I'm not advocating using this, all I am doing is voicing a bit of frustration that this type of thing is not more widely available as a public service. It is really not rocket science.

There is a big push in the legal research community to make public records publically ACCESSABLE. County filings are one HUGE area that could stand vast improvement.

Kudos to Harris Co.

Anonymous said...

Brazoria County offers this option as well. They have offered it for a while and have quite a bit of information on their site regarding status of cases.

Paul Walcutt said...

For all the tech-saviness that supposedly comes with being in the "Silicon Hills", you would think that Travis County/Austin would come up with a better way to search open criminal cases than to post a 120 page PDF document. At least the update it every day....

Anonymous said...

Your non-lawyer readers should be aware that it's risky to judge the quality of a lawyer by the content of the motions etc. that they file - in this electronic age there is a huge amount of sharing of motions, briefs etc. I recently gave a section of a brief to a lawyer working on a death penalty cse - I was familiar with the issue, reworked the briefing to tailor it to the facts of the other lawyer's case, and gladly handed it on. I was amused but disturbed, when I saw the finished brief, to discover that there was another issue in which my work had been used - the other lawyer hadn't even asked for briefing on that issue, but must have obtained it from a third party.
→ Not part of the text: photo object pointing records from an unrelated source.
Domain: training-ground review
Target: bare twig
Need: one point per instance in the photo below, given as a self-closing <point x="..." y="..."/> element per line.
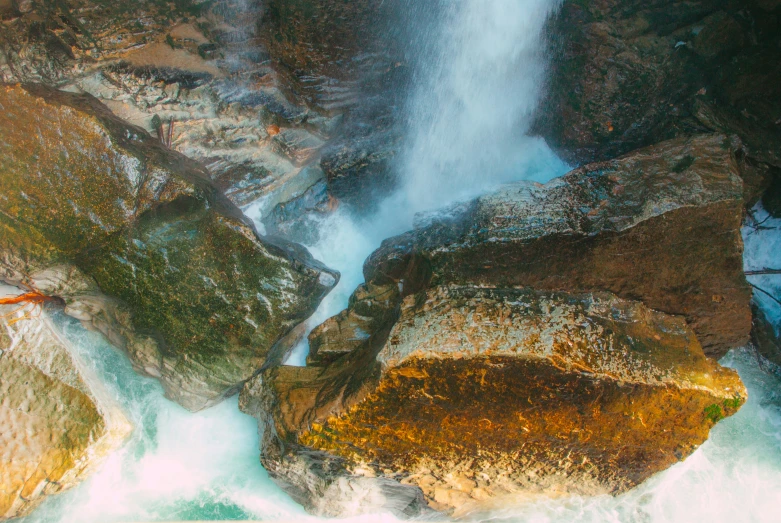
<point x="763" y="291"/>
<point x="758" y="272"/>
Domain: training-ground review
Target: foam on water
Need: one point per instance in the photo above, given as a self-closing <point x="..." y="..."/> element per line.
<point x="762" y="250"/>
<point x="478" y="76"/>
<point x="177" y="465"/>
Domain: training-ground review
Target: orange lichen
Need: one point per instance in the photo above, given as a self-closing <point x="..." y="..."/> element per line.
<point x="34" y="299"/>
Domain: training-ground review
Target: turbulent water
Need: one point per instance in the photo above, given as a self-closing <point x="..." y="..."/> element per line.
<point x="478" y="78"/>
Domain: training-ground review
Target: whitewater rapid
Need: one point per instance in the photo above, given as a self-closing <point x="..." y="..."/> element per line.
<point x="478" y="77"/>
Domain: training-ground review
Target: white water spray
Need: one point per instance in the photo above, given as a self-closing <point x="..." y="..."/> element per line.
<point x="478" y="81"/>
<point x="479" y="78"/>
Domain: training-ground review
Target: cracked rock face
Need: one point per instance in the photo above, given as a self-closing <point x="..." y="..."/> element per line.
<point x="141" y="244"/>
<point x="660" y="225"/>
<point x="537" y="340"/>
<point x="477" y="393"/>
<point x="55" y="422"/>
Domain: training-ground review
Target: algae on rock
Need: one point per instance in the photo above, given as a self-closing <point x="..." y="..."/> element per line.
<point x="138" y="241"/>
<point x="55" y="422"/>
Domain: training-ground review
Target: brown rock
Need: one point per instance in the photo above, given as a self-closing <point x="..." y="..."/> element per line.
<point x="660" y="225"/>
<point x="765" y="338"/>
<point x="143" y="247"/>
<point x="57" y="423"/>
<point x="629" y="74"/>
<point x="529" y="391"/>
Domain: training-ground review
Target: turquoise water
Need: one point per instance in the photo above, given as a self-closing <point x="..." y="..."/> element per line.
<point x="176" y="465"/>
<point x="182" y="466"/>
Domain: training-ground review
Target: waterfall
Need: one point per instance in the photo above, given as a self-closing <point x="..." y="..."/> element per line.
<point x="479" y="70"/>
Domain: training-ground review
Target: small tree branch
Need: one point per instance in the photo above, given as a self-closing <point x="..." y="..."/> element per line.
<point x="758" y="272"/>
<point x="763" y="291"/>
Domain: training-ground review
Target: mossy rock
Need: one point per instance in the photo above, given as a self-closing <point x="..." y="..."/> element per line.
<point x="204" y="297"/>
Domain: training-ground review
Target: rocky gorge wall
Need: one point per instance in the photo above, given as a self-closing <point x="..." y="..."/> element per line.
<point x="511" y="344"/>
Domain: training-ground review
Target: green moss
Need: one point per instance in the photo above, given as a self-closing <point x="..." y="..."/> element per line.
<point x="683" y="164"/>
<point x="713" y="413"/>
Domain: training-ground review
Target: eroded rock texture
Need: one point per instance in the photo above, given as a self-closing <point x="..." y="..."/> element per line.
<point x="630" y="74"/>
<point x="509" y="344"/>
<point x="661" y="225"/>
<point x="476" y="393"/>
<point x="346" y="57"/>
<point x="140" y="243"/>
<point x="196" y="75"/>
<point x="55" y="422"/>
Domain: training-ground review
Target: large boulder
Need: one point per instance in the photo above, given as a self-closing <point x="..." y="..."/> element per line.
<point x="141" y="245"/>
<point x="524" y="342"/>
<point x="194" y="74"/>
<point x="56" y="421"/>
<point x="627" y="74"/>
<point x="476" y="393"/>
<point x="660" y="225"/>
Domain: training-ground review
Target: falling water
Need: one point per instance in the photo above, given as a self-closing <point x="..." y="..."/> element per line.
<point x="478" y="73"/>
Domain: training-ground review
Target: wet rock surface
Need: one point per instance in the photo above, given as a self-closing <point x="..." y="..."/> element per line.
<point x="476" y="393"/>
<point x="660" y="225"/>
<point x="346" y="58"/>
<point x="508" y="344"/>
<point x="629" y="74"/>
<point x="196" y="75"/>
<point x="142" y="246"/>
<point x="55" y="424"/>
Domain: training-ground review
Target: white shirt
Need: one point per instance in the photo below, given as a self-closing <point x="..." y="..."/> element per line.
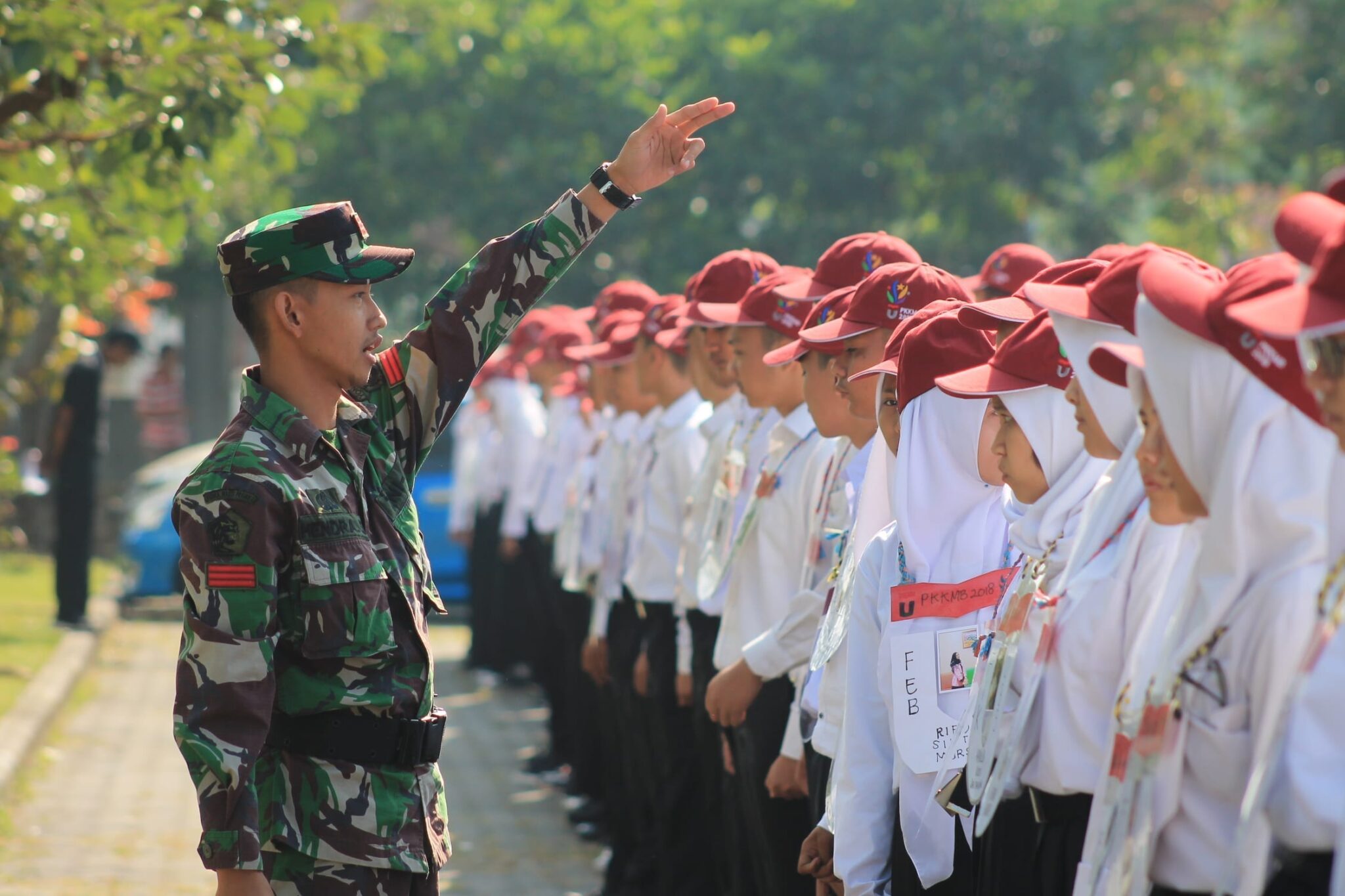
<point x="568" y="440"/>
<point x="677" y="452"/>
<point x="774" y="557"/>
<point x="1067" y="740"/>
<point x="1259" y="654"/>
<point x="827" y="684"/>
<point x="717" y="429"/>
<point x="609" y="508"/>
<point x="521" y="418"/>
This brief sharing can work to a client's benefit - if a lawyer has done a thorough work-up in one client's case, the same work may benefit another lawyer's client and free up that lawyer to do other things. But the lawyer that I was assisting, frankly, sucks, although he has quite a good reputation. I was only helping him out because I was sorry for the client and saw no way to get that lawyer off the case. It occurs to me that I would hate to think that someone might hire him because they saw the issues I so carefully researched and wrote, thinking those were his work...

Anonymous said...

Anon 3:13, you have a point. But coming from a legal researching perspective, underlying documents at a county level in any state are rarely available online, even on a paid database. And what is available is geared more toward civil than criminal cases.
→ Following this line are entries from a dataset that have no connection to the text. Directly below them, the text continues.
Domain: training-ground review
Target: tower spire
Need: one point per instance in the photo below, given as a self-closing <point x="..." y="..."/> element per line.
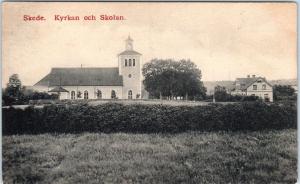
<point x="129" y="43"/>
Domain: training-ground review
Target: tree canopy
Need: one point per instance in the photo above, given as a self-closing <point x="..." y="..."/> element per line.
<point x="169" y="78"/>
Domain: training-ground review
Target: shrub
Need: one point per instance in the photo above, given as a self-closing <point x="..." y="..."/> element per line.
<point x="113" y="117"/>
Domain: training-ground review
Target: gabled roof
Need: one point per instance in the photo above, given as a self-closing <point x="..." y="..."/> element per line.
<point x="129" y="52"/>
<point x="58" y="89"/>
<point x="82" y="77"/>
<point x="246" y="82"/>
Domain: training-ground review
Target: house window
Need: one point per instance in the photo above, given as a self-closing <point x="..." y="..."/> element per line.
<point x="72" y="95"/>
<point x="113" y="94"/>
<point x="99" y="94"/>
<point x="266" y="97"/>
<point x="129" y="62"/>
<point x="86" y="95"/>
<point x="129" y="94"/>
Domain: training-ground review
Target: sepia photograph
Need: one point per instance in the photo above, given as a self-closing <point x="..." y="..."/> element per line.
<point x="149" y="92"/>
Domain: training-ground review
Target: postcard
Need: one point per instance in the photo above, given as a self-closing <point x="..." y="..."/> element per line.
<point x="149" y="92"/>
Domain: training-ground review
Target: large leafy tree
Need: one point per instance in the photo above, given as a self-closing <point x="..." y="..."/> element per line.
<point x="171" y="78"/>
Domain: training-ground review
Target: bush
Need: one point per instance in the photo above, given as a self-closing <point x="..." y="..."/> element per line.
<point x="112" y="117"/>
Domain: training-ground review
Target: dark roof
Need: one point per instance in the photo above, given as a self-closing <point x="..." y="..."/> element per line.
<point x="246" y="82"/>
<point x="58" y="89"/>
<point x="129" y="52"/>
<point x="82" y="77"/>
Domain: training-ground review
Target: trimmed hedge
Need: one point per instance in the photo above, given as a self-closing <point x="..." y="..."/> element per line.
<point x="111" y="117"/>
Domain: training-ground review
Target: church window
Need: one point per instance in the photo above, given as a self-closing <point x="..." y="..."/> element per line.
<point x="113" y="94"/>
<point x="86" y="95"/>
<point x="129" y="94"/>
<point x="72" y="95"/>
<point x="99" y="94"/>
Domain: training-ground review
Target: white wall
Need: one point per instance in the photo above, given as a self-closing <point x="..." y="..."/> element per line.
<point x="106" y="91"/>
<point x="134" y="83"/>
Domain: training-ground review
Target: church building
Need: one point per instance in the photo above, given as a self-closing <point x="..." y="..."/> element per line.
<point x="122" y="82"/>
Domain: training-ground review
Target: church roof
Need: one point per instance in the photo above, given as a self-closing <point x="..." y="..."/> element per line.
<point x="129" y="52"/>
<point x="82" y="77"/>
<point x="58" y="89"/>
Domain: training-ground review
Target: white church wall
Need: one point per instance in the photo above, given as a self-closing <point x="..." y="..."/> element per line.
<point x="105" y="90"/>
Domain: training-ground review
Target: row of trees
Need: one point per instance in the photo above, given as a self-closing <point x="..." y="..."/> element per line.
<point x="172" y="79"/>
<point x="15" y="93"/>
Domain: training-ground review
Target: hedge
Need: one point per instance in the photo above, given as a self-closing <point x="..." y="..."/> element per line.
<point x="112" y="117"/>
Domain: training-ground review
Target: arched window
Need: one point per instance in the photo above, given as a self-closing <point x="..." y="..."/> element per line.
<point x="99" y="94"/>
<point x="86" y="95"/>
<point x="113" y="94"/>
<point x="72" y="95"/>
<point x="129" y="94"/>
<point x="129" y="62"/>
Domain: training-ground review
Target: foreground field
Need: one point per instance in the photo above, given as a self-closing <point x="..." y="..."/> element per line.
<point x="194" y="157"/>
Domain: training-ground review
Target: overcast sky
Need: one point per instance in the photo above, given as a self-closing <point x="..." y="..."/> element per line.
<point x="225" y="40"/>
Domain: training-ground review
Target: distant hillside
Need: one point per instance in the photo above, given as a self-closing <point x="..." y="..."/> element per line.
<point x="229" y="84"/>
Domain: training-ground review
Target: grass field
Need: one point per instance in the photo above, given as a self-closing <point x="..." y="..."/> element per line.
<point x="192" y="157"/>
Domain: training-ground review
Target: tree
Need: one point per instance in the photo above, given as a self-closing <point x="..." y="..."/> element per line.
<point x="283" y="91"/>
<point x="169" y="78"/>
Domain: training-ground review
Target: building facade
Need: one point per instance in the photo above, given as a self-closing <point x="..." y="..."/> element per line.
<point x="122" y="82"/>
<point x="255" y="86"/>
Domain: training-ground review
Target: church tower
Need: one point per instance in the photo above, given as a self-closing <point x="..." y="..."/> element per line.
<point x="130" y="68"/>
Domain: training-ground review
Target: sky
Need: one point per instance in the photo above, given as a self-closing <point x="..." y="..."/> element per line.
<point x="225" y="40"/>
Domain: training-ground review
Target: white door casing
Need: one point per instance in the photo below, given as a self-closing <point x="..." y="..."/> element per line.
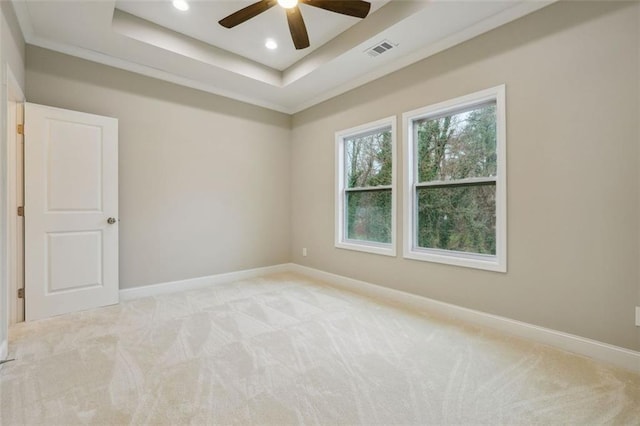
<point x="71" y="190"/>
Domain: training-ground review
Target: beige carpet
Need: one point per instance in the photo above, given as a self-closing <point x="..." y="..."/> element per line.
<point x="287" y="350"/>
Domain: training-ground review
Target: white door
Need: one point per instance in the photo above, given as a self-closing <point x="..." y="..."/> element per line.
<point x="71" y="211"/>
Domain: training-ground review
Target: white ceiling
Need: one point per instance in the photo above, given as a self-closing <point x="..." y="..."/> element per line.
<point x="192" y="49"/>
I think that it is important for the basic information of a court filing be made available to the public. If I needed to know what a particular attorney's track record was on a certain offense or how a judge ruled on an offense or how that attorney did in front of the judge I was facing then I could at least make decisions based on that information. This is important for an individual facing charges or for the public to make decisions at the voting booths.
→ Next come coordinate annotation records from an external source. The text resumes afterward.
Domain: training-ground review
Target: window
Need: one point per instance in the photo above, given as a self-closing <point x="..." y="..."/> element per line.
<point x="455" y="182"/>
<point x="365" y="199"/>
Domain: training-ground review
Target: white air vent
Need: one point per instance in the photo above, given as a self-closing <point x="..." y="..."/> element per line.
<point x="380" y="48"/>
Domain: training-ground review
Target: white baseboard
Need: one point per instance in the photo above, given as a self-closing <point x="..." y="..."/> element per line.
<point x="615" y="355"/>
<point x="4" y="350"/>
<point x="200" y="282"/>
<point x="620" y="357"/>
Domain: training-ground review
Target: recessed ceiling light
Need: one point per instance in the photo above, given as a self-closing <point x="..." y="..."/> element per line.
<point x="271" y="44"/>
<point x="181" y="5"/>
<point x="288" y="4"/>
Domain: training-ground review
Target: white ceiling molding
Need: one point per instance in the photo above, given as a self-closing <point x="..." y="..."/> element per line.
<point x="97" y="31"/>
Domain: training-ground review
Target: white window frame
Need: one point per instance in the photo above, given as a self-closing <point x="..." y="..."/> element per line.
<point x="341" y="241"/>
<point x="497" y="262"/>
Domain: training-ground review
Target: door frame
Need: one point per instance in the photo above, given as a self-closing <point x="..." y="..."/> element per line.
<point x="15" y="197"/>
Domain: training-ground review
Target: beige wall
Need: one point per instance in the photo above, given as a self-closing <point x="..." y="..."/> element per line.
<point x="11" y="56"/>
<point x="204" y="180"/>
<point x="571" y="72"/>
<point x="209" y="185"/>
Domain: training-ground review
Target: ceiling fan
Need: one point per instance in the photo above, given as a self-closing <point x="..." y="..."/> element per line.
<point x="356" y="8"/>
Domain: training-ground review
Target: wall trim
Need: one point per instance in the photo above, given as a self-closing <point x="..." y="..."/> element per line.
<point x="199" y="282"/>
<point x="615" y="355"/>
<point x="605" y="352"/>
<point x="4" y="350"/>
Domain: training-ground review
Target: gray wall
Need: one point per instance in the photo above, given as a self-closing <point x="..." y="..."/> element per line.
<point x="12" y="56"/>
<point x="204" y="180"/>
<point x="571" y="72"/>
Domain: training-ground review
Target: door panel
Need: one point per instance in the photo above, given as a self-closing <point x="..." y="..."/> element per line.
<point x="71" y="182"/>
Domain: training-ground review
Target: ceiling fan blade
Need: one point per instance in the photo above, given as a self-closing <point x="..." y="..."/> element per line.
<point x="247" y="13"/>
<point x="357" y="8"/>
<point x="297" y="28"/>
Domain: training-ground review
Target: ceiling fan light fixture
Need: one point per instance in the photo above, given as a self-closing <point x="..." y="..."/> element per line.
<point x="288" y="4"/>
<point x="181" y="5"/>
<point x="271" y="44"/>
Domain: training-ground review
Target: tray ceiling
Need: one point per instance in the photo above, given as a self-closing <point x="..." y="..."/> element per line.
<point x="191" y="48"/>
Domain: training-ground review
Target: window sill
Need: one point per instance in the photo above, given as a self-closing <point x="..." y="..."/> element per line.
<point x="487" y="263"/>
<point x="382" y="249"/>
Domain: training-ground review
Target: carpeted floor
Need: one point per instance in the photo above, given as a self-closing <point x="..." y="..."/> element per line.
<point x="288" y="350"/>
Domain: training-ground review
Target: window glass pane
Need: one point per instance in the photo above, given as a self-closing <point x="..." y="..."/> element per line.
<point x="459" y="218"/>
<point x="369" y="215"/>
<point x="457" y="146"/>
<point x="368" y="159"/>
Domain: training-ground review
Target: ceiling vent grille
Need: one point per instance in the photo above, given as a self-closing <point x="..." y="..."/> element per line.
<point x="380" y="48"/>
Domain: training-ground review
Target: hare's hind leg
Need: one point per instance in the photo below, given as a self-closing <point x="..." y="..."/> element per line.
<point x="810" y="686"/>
Of the counties that make their information available online it is usually offered in a way that makes it meaningless. Law firms use paid sources because in many cases it really is most cost effective.

If counties cannot make a shift to provide even the most rudimentary advanced search functions to the public then they should offer their bulk data free of charge so somebody could do it for them.

This is being done by the federal government right now and seems to be working out just fine.

Anonymous said...

Howdy, Anon 6:35! Anon 3.13 here. Please don't misunderstand me. I support entirely the easy availability of court records to the public - and am often dismayed by the exorbitant copying charges that some courts try to exact. And I agree, too, about the fact that some courts have lagged behind the times. "What is this internet of which you speak?" is an all too common response when you try to get records from some courts, especially those in rural areas. That's a nationwide problem, I find - I am constantly seeking records in the cases I handle, so I know how frustrating the process can be.

My only concern is with situations where a defendant (or their family) make a judgment call about which lawyer to hire on the basis of inadequate or misleading information. I don't think that problem can ever be eliminated, so I was simply trying to urge caution on those who might assume that we lawyers don't engage in, well ... plagiarism might be a nice way to put it.